President Barack Obama’s famous (or infamous) Cairo address of June 4, 2009, has been subjected to the unrelenting scrutiny of many reputable observers and distinguished political scholars — and found egregiously wanting. It is replete with distortions, fabrications, lacunae, misconceptions, inaccuracies, lies, exaggerations, and outright historical fallacies. There is scarcely a passage without its resident howler. I do not have the space to run through this near-interminable list here — anyone with a decent knowledge of history or ready access to a search engine can trawl for himself — but I will provide two exemplary instances of historical error.
As has been repeatedly pointed out, Obama’s allusion to Islam’s “proud history of tolerance” which can be seen “in the history of Andalusia and Cordoba during the Inquisition” is a blooper of major scale. Islam flourished in Cordoba chiefly during the tenth century; the Inquisition began to wreak its havoc toward the end of the fifteenth. If the president can drop five centuries from the historical calendar without skipping a beat, one is surely entitled to suspect the pondered validity of many of his other calculations.
Less conspicuous but no less telling is his blunder respecting the initial, de facto recognition of the United States. For Morocco was not the first country to recognize the U.S., as Obama mistakenly, or disingenuously, claimed. The honor goes to the Netherlands, via its Caribbean dependency of St. Eustatius one year earlier. On November 16, 1776, on the authority of the island’s governor, Johannes de Graaf, an American warship flying the Grand Union Flag was given an armed salute, thus officially recognizing the United States as a sovereign nation. (Some say the Danish island of St. Croix got there several weeks earlier, but the record is unclear.) For this act of lèse majesté St. Eustatius was bombarded by the British. The price paid by this brave little island might have been worth remembering.
Obama is a classic example of a shrewd but poorly educated political impostor who has managed to achieve immense power — not very different, except in the outer gloss, from, say, Venezuela’s Hugo Chavez. But Obama’s flagrant ignorance, or deliberate rewriting of the historical record, is only an expression of a much larger and indeed commonplace tendency to misconstrue the past in the interest of a set of comfortable preconceptions. This is, at bottom, among the main reasons he was elected: he reflects both the cognitive deprivations and jaundiced mindset of what has come to be called “liberal” culture. And “liberal” culture in the West is pretty much the name of the game these days.

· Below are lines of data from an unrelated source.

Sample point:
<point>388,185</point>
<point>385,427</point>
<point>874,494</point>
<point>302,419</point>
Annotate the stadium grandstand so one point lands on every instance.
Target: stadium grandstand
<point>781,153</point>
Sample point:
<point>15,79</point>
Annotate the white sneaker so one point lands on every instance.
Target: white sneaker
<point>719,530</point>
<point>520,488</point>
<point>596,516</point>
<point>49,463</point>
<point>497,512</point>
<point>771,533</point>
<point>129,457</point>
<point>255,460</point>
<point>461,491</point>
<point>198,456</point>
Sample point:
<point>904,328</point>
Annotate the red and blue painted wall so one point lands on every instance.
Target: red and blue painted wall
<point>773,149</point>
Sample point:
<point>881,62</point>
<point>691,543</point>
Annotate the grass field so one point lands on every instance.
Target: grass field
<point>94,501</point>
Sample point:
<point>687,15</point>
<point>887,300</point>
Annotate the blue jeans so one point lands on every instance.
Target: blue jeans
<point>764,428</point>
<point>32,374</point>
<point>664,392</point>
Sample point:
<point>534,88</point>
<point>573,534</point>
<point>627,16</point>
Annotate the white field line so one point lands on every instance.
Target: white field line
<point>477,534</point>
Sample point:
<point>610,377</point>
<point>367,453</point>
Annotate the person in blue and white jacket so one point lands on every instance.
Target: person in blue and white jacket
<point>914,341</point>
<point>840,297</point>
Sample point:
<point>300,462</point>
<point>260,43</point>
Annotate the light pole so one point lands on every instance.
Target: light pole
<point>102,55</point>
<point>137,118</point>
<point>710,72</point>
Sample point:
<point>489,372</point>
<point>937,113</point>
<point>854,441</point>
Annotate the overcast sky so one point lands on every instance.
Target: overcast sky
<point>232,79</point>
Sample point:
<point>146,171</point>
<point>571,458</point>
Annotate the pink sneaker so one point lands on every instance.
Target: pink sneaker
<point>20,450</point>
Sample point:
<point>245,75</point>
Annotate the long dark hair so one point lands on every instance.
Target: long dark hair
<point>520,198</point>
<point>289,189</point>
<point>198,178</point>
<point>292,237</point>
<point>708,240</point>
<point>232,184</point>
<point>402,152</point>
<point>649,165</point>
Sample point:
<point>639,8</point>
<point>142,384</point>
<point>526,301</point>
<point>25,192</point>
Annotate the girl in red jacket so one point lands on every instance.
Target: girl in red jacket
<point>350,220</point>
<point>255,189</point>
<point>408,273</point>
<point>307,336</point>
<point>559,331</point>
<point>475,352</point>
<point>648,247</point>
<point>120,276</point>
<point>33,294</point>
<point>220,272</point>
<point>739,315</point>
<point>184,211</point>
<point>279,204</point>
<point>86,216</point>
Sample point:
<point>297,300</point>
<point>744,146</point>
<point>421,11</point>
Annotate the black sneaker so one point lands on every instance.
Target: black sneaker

We live in an era in which those who actually know and study history are becoming a vanishing breed. Instead, we embrace “narratives” that play fast and loose with even the most ascertainable facts in order to maintain a favored reading of political and historical events, in other words, to reinforce our prejudices or emotional needs. We do not scruple to invent “truths” if necessary and, as if we were reprising the antics of Procrustes, have no compunction in either racking or dismembering the annals of the past. In the contemporary milieu, it is almost as if having truth on one’s side — demonstrable truth — is a liability or a very weak ally, a highwayman’s quarry.

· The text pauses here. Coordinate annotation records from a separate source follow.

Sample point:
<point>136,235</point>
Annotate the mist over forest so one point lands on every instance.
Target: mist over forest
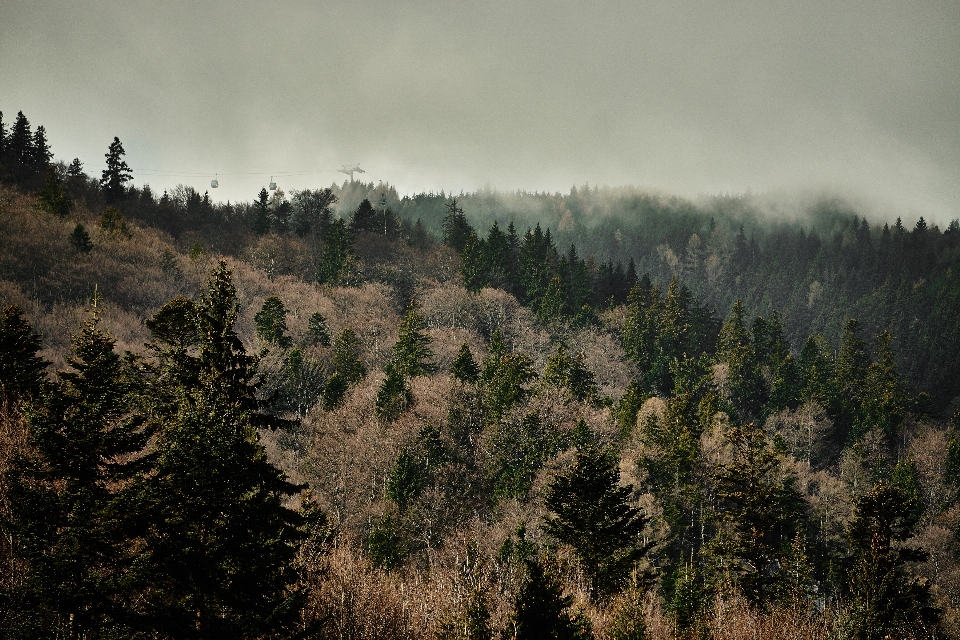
<point>350,412</point>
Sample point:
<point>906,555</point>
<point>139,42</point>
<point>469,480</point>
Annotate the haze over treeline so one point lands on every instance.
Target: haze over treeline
<point>343,412</point>
<point>731,97</point>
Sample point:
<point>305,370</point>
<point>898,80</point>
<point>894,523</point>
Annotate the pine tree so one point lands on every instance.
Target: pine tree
<point>261,213</point>
<point>219,542</point>
<point>117,174</point>
<point>456,229</point>
<point>364,218</point>
<point>412,355</point>
<point>884,595</point>
<point>464,367</point>
<point>21,369</point>
<point>595,517</point>
<point>80,239</point>
<point>69,520</point>
<point>271,323</point>
<point>541,611</point>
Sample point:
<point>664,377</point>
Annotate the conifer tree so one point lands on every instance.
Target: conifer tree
<point>21,369</point>
<point>541,611</point>
<point>117,174</point>
<point>219,541</point>
<point>80,239</point>
<point>71,526</point>
<point>595,517</point>
<point>271,323</point>
<point>885,596</point>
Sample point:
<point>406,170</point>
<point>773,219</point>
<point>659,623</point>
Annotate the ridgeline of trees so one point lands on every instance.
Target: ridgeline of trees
<point>343,427</point>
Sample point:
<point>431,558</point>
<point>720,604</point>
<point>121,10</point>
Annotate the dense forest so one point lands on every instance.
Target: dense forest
<point>339,412</point>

As a result, the crisis in which the West now finds itself is largely one of its own making and is rooted primarily in the false relation it has entered into with history. Its response to the tangled exigencies of the contemporary world is grounded in a willful and Procrustean tendency to reconfigure the past in such a way as to decomplexify or distort the issues which confront and environ us. In effect, we lay the past upon the iron bed of our received assumptions and then proceed to adjust it to the frame’s dimensions. The past is consequently made to conform to the mold of the West’s majority prejudices while at the same time appearing to offer an explanation for the convolutions of the present — which for this reason remain unamenable to our best efforts at understanding and amelioration.

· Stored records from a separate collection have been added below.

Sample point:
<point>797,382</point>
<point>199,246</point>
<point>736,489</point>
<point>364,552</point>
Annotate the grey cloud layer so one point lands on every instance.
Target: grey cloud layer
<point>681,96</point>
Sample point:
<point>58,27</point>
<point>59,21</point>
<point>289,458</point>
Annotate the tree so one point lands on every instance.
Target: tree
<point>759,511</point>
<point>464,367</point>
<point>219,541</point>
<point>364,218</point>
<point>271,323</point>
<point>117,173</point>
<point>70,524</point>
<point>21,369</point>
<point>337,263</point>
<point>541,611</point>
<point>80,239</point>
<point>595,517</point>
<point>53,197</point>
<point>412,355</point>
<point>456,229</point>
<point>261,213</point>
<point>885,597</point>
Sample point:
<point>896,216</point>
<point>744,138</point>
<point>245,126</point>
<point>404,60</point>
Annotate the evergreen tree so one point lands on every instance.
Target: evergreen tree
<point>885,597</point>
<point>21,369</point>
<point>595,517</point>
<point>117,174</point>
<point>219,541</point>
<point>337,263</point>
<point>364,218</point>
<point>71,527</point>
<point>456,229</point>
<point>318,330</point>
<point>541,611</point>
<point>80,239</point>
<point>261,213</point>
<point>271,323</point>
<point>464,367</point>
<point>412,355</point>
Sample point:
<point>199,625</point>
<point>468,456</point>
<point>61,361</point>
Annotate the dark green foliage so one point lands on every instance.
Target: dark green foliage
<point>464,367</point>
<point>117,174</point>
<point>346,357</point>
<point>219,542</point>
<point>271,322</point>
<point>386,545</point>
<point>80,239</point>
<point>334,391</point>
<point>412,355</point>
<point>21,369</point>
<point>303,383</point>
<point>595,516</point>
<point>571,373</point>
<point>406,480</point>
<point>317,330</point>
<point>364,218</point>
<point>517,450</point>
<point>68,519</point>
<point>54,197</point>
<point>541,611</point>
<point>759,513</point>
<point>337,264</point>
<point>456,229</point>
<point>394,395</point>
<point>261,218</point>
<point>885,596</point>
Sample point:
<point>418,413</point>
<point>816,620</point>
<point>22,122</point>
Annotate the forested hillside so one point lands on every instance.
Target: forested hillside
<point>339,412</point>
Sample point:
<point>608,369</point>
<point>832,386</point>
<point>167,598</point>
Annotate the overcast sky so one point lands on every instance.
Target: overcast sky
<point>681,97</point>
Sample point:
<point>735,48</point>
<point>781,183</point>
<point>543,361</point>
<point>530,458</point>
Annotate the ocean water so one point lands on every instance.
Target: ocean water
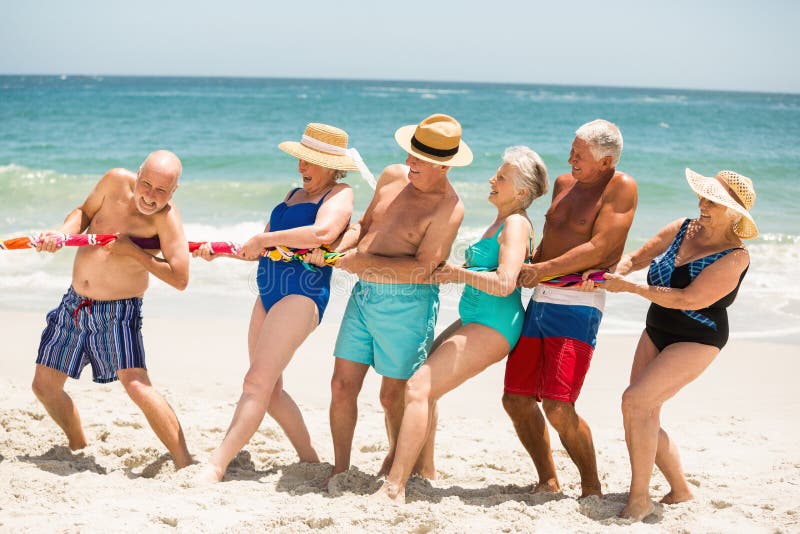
<point>60,133</point>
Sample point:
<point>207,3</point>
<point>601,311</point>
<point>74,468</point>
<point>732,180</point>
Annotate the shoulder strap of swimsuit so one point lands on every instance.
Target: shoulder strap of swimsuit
<point>295,190</point>
<point>323,196</point>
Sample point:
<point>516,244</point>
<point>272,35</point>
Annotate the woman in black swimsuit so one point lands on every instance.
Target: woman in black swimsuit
<point>696,267</point>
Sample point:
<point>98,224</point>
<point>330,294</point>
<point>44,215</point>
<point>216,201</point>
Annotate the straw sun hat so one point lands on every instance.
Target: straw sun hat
<point>714,190</point>
<point>437,139</point>
<point>322,145</point>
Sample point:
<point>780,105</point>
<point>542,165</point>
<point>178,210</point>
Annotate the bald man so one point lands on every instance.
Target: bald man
<point>99,319</point>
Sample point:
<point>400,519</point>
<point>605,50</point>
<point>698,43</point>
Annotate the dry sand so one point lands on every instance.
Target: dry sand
<point>736,426</point>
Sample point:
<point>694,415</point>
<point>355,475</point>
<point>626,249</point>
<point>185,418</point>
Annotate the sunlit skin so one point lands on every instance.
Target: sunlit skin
<point>585,228</point>
<point>405,233</point>
<point>129,205</point>
<point>658,376</point>
<point>274,336</point>
<point>461,351</point>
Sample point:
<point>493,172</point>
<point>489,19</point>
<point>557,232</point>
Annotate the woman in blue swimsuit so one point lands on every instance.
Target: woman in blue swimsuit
<point>696,267</point>
<point>291,298</point>
<point>490,308</point>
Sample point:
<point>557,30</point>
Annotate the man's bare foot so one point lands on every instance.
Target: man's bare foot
<point>426,471</point>
<point>208,474</point>
<point>185,461</point>
<point>588,491</point>
<point>389,493</point>
<point>637,509</point>
<point>325,483</point>
<point>386,466</point>
<point>77,444</point>
<point>548,486</point>
<point>674,497</point>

The process by which we manipulate the historical muniment is twofold, involving on the one hand a selective bracketing of episodes and periods in the life of a nation and on the other a deliberate rewriting of the dynamics at work in the life of a people. History is either politically truncated or mythologically stretched, as it were. And this double process has proven highly effective in creating a climate of obscurity and misapprehension from which, barring a crucial change of mind and heart, it seems unlikely we will emerge. This binary disposition is nowhere so evident as in the popular effigies of America and Israel.